Its a back pak clone bought on ebay. I questioned the flow rate, but who really knows, it would be so hard to test. It seems to really push the surface water around, but I am now getting fairly frequent blackish purple carpet type algae on my live sand. is that the cyno you warn of? is it all bad?


----------



## caferacermike (Oct 3, 2006)

Sounds it. The cyano can be a birght red, green, blue or purple color. If you can wave your hand just above it and it sweeps away you've got Cyano. Cyano is the true trouble nuisance algae. It will kill corals dead. It accumulates due to organics breaking down. 

If the color was brown I'd have said you have a normal brown diatom cycle that will clear on it's own.

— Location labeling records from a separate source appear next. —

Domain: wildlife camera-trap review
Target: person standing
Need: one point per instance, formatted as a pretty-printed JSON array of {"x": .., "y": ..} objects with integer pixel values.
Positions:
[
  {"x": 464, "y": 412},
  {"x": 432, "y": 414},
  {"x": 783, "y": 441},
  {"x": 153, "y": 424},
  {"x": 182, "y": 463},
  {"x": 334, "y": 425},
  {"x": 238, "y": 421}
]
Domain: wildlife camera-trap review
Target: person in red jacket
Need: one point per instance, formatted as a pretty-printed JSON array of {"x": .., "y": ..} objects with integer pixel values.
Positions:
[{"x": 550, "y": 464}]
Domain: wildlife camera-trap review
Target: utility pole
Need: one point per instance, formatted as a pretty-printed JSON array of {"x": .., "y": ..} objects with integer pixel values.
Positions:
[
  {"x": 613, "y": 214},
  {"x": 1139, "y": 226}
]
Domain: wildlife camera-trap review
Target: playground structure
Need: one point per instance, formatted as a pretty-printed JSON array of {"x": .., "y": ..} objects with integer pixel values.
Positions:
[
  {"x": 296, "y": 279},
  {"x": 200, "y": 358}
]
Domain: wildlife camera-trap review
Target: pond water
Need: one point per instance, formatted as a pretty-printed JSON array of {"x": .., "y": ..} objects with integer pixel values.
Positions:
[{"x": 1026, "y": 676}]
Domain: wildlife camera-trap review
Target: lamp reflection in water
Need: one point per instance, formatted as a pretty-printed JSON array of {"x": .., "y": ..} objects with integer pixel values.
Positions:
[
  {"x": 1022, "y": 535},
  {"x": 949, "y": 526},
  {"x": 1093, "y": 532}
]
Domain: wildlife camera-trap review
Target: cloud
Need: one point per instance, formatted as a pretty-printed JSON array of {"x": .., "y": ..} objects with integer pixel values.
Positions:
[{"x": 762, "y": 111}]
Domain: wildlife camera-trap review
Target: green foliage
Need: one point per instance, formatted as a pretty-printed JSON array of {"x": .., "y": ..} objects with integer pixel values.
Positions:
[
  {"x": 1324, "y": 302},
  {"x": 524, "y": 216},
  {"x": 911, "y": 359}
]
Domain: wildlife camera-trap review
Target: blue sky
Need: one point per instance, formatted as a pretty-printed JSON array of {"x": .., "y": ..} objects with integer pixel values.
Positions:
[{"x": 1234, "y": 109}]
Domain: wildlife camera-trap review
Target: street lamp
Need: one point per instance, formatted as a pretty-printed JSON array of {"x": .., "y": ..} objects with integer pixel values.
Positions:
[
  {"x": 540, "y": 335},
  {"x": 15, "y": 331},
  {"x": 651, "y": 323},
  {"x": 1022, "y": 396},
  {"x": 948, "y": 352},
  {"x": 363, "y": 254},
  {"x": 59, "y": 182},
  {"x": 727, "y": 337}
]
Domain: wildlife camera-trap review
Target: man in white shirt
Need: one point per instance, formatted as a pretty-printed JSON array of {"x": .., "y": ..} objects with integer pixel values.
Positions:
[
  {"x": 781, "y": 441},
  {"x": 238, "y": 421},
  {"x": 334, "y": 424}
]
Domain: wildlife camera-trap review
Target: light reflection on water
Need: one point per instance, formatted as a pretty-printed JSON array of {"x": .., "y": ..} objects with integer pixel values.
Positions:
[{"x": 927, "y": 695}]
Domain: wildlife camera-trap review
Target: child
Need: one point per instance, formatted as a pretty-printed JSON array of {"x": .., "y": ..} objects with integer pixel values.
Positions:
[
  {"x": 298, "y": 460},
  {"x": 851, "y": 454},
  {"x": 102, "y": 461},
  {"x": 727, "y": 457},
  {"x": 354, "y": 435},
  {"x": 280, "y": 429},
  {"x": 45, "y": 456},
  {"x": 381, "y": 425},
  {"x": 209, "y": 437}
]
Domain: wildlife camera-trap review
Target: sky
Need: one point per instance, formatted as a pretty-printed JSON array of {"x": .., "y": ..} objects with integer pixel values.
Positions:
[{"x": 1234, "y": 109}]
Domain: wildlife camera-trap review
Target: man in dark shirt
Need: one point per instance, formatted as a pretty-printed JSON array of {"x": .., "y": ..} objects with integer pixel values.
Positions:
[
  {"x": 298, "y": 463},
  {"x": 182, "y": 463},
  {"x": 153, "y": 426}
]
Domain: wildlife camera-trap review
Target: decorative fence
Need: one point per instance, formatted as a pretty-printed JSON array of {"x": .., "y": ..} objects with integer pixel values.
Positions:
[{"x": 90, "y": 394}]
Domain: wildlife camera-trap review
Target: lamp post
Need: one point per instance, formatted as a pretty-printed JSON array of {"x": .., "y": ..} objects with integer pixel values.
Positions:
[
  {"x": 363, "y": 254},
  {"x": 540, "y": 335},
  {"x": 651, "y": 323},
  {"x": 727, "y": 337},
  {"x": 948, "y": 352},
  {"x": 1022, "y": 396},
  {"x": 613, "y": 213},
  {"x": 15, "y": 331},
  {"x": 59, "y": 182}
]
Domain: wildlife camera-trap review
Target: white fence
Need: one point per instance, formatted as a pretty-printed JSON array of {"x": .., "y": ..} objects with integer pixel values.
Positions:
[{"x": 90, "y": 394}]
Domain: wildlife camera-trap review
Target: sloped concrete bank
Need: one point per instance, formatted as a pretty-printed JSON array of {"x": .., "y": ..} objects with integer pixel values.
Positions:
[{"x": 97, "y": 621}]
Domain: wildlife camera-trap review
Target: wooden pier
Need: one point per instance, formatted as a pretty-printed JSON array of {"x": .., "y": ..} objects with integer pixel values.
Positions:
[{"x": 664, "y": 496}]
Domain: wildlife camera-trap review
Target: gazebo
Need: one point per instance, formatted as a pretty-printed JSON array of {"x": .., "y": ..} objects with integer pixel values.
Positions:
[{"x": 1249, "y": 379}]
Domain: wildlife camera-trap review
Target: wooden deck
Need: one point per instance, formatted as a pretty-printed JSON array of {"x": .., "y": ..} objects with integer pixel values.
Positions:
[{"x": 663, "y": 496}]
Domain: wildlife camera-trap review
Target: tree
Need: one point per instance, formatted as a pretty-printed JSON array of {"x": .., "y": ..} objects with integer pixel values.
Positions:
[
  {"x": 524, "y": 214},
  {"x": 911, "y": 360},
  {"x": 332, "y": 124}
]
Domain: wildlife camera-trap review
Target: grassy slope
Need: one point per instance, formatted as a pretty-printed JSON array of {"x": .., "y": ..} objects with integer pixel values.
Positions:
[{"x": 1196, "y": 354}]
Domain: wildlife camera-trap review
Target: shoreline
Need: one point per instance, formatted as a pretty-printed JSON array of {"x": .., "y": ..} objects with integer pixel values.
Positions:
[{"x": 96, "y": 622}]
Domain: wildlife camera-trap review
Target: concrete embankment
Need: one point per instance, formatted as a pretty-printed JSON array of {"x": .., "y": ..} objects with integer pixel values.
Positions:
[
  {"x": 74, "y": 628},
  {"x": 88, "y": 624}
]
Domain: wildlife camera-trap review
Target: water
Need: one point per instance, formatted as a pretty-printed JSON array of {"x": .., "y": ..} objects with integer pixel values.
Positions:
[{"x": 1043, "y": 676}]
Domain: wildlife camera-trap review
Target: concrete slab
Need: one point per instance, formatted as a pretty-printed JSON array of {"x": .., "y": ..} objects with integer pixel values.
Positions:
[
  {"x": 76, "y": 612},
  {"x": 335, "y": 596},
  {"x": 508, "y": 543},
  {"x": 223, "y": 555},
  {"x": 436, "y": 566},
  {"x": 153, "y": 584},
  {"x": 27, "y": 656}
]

If it is a blackish color and is stuck tight to the rocks and won't go away, now maybe the time for a sea hare or a lawn mower blenny. this stuff is tough and will creep all over the tank slowly suffocating it. 

All algeas are indicative of too little flow. I swear everytime I tell somebody that has an algae problem to add more current, they always tell me that more powerheads cleared the problem. Algaes do not have root systems and are easily annoyed and blown away by excess currents. Most algaes take hold in areas of detritus and decay. By adding more currents you wil prevent those buildups. Also algae can be a sign of poor lighting or worn out bulbs. I'd have at least 150watts on a 55g and make sure the bulbs are not older than 8 months. Those bulbs shouls all be 12K spectrum or higher. Algaes thrive on 10K or less and grow even faster on old worn out spectrum bulbs.


----------



## jockkustow (Oct 23, 2006)

funny you mention the lights, mine are probably a little over a year old. I burn two two daylights and one blue. I did notice the problem though until I turned off everything exceept the skimmer. I guess I just need to turn my rio jet back on, and aim it across the bottom.


----------



## caferacermike (Oct 3, 2006)

Flourescents peak at about a year. It is time to save up for new bulbs. Keep this in mind.


----------



## Age of Aquariums (Apr 13, 2007)

I'm down to 4 tanks since I put to much LR in my 20 gallon, it broke the bottom. So weight for sure.


----------